Decorative pieces continue to sell well, however we are seeing increased interest in more traditional furniture.
What do you think are the current “good investment” items – ones to watch?
Good traditional oak pieces. There is often a simple natural line to these items that allow them to work well in any interior.
What antiques do you have at home?
An Art Deco chinoiserie bedroom suite, a 17th Century oak coffer and Chinese shipwreck ceramics, to name but a few. All the items we have at home have been chosen because we love them, therefore, the mix is very eclectic.
What do you think will be the antiques of the future?
Good quality, well-crafted items that have been produced in limited numbers. Contemporary art and sculpture, often graduate end of year shows can highlight a future star.
How is the industry changing and what will it look like in the future?
The industry has changed dramatically in recent years. The internet has had a big impact, changing the way antiques are bought and sold. Business has become more global. Customers are increasingly confident about buying online and we see online business going from strength to strength. However, the opportunity to view antiques in a traditional shop or at a quality fair will always be valuable.
Tell us some trade secrets – what are your top tips for buying antiques?
Regard the space the piece is to be placed in and buy quality – the best you can afford.
What antiques/artworks would you buy if money were no object?

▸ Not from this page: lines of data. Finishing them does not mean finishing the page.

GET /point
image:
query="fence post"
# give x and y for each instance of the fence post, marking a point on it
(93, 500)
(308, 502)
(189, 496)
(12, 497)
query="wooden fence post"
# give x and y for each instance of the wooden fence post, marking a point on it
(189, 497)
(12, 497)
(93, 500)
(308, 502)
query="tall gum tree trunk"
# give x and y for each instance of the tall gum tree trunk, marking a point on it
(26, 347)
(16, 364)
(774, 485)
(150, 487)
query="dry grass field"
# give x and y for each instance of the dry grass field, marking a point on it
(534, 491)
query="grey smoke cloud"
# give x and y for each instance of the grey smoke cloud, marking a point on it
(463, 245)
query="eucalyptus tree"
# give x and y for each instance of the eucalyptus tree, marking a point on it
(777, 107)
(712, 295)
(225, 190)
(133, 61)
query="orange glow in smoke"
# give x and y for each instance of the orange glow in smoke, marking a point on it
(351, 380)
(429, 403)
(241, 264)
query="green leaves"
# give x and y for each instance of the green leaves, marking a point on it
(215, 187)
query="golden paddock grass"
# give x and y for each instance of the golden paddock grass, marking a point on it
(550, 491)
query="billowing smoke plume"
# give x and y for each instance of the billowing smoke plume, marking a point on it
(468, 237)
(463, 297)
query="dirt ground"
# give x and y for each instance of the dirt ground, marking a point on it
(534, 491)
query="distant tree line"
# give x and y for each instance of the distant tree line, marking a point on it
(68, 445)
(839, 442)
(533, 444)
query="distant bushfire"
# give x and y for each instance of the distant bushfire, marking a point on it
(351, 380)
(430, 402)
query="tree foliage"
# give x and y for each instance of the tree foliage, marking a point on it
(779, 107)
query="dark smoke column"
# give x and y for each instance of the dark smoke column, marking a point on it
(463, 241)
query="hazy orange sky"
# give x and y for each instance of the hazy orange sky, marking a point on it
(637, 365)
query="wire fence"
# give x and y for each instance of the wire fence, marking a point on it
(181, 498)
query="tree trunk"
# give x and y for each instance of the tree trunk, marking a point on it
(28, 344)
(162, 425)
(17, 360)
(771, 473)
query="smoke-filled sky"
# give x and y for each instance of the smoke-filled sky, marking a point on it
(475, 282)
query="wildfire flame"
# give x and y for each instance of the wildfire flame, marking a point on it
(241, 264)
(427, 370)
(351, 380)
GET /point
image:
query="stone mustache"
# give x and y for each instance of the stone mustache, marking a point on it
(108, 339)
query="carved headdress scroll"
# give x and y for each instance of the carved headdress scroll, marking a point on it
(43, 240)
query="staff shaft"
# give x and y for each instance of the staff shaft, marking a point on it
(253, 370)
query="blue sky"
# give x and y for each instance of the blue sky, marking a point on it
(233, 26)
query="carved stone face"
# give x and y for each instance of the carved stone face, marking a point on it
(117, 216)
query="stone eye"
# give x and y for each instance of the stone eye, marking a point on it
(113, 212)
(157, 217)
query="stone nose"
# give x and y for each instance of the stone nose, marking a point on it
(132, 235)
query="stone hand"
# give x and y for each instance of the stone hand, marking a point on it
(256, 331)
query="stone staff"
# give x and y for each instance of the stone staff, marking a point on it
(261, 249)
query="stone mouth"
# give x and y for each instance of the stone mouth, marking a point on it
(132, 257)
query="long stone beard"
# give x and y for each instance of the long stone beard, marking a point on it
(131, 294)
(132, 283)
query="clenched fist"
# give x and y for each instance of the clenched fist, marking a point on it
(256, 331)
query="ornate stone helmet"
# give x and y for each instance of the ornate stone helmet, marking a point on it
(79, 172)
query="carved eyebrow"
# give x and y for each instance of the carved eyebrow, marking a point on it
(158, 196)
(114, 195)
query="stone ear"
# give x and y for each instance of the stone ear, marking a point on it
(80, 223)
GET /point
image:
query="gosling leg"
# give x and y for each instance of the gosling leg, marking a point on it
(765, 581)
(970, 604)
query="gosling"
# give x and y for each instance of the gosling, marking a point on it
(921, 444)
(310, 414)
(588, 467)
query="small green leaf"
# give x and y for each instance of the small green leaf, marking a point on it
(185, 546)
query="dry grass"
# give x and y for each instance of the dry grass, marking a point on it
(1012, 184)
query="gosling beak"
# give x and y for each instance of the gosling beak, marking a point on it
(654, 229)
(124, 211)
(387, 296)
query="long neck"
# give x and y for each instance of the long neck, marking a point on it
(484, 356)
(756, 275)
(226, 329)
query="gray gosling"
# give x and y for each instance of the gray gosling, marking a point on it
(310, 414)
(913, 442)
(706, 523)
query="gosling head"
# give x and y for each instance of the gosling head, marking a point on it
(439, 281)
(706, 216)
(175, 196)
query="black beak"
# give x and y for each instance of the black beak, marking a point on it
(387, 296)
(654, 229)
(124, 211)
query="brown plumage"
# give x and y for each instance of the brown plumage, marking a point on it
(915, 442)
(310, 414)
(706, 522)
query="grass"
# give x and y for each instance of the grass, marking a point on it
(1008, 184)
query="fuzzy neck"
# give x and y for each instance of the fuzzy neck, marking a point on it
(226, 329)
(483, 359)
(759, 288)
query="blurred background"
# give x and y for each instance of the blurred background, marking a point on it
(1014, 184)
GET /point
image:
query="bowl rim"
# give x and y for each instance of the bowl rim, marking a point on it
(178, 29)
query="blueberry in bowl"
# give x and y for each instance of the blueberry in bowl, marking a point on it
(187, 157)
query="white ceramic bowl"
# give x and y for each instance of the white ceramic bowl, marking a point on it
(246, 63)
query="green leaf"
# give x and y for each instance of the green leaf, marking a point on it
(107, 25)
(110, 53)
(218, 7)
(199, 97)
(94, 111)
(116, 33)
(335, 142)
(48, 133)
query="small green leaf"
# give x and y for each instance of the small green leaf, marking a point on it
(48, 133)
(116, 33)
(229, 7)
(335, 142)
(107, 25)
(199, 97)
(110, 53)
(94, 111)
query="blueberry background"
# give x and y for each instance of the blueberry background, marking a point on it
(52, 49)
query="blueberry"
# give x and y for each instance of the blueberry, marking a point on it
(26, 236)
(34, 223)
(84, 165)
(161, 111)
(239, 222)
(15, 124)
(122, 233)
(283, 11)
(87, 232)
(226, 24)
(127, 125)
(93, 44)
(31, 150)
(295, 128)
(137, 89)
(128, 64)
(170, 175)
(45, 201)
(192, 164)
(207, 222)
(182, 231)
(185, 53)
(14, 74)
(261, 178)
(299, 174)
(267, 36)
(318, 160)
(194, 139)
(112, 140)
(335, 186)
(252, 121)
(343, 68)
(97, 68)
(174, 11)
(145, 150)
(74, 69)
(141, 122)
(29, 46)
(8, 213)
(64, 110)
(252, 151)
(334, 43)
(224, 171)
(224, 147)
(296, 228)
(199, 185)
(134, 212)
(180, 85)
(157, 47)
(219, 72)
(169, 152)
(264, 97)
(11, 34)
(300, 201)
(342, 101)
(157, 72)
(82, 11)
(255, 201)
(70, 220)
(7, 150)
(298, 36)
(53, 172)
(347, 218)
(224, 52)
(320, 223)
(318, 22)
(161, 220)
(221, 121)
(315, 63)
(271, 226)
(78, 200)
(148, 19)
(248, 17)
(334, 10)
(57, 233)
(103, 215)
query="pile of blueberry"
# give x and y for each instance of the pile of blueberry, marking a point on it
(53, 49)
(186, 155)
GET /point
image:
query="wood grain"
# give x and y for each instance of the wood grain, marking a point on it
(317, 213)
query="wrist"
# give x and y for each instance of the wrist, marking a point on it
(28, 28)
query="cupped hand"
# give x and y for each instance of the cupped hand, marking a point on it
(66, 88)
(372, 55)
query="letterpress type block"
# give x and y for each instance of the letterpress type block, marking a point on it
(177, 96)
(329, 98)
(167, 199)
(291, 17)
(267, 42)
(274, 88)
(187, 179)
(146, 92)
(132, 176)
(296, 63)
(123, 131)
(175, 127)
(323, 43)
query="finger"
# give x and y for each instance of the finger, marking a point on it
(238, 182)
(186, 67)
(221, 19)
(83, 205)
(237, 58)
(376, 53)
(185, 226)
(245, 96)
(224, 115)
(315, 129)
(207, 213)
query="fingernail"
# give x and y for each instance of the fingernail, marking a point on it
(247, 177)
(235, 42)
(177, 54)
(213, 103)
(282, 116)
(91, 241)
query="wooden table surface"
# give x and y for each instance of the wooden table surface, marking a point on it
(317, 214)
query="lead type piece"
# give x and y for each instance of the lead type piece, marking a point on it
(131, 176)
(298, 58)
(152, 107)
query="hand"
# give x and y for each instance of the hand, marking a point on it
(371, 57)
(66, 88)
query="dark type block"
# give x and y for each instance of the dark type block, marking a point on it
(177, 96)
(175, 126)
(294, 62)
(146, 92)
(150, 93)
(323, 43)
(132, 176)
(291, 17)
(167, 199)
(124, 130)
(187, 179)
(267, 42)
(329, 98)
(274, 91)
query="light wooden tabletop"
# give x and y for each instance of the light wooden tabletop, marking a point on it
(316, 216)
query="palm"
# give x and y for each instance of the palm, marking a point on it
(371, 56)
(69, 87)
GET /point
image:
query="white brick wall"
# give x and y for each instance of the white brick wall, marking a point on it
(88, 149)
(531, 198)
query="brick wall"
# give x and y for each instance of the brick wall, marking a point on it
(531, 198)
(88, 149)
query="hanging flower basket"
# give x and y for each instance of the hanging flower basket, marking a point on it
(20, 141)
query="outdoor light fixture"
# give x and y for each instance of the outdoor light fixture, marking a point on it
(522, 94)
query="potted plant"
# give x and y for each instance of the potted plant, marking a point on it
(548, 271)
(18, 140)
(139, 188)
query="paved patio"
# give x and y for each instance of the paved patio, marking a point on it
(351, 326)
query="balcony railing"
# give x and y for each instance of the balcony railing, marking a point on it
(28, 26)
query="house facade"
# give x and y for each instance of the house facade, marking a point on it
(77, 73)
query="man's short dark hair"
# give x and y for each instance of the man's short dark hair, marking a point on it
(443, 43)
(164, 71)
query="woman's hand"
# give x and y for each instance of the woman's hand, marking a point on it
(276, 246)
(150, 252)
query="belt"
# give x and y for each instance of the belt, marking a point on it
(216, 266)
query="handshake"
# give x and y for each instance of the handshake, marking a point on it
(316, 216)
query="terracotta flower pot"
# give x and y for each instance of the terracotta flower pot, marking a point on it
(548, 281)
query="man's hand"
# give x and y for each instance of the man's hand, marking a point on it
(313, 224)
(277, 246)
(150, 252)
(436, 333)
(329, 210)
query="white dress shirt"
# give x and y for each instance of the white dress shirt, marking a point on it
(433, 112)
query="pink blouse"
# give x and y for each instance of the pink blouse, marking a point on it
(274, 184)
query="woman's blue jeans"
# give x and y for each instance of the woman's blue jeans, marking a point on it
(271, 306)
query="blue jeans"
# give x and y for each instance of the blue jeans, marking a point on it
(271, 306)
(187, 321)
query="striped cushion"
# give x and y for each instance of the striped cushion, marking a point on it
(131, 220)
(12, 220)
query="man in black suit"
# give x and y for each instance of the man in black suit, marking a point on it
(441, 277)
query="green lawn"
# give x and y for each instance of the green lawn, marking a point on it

We are always drawn to oriental pieces and would probably choose an exquisite Chinese ceramic vase or a fabulous Chippendale chinoiserie mirror – preferably both!
You’re down to your last 50 quid – what antiques/art would you buy?
A good single country chair. These are often ignored in the sale room and can be picked up very cheaply. Over time you may be able to build up a set!
Where are your favourite antique hunting destinations?
We don’t have a favourite, we are constantly looking wherever we might be.
What are some of the biggest mistakes that buyers make?
The things you didn’t buy and wish you had.
How does the industry encourage young buyers?
The industry needs to do more to encourage young buyers. We would say: don’t be afraid to go for what you like, feel free to indulge your own taste, remember you’re buying for yourself. The only
rule is buy quality, whatever the discipline. There are still items available that are undervalued and affordable.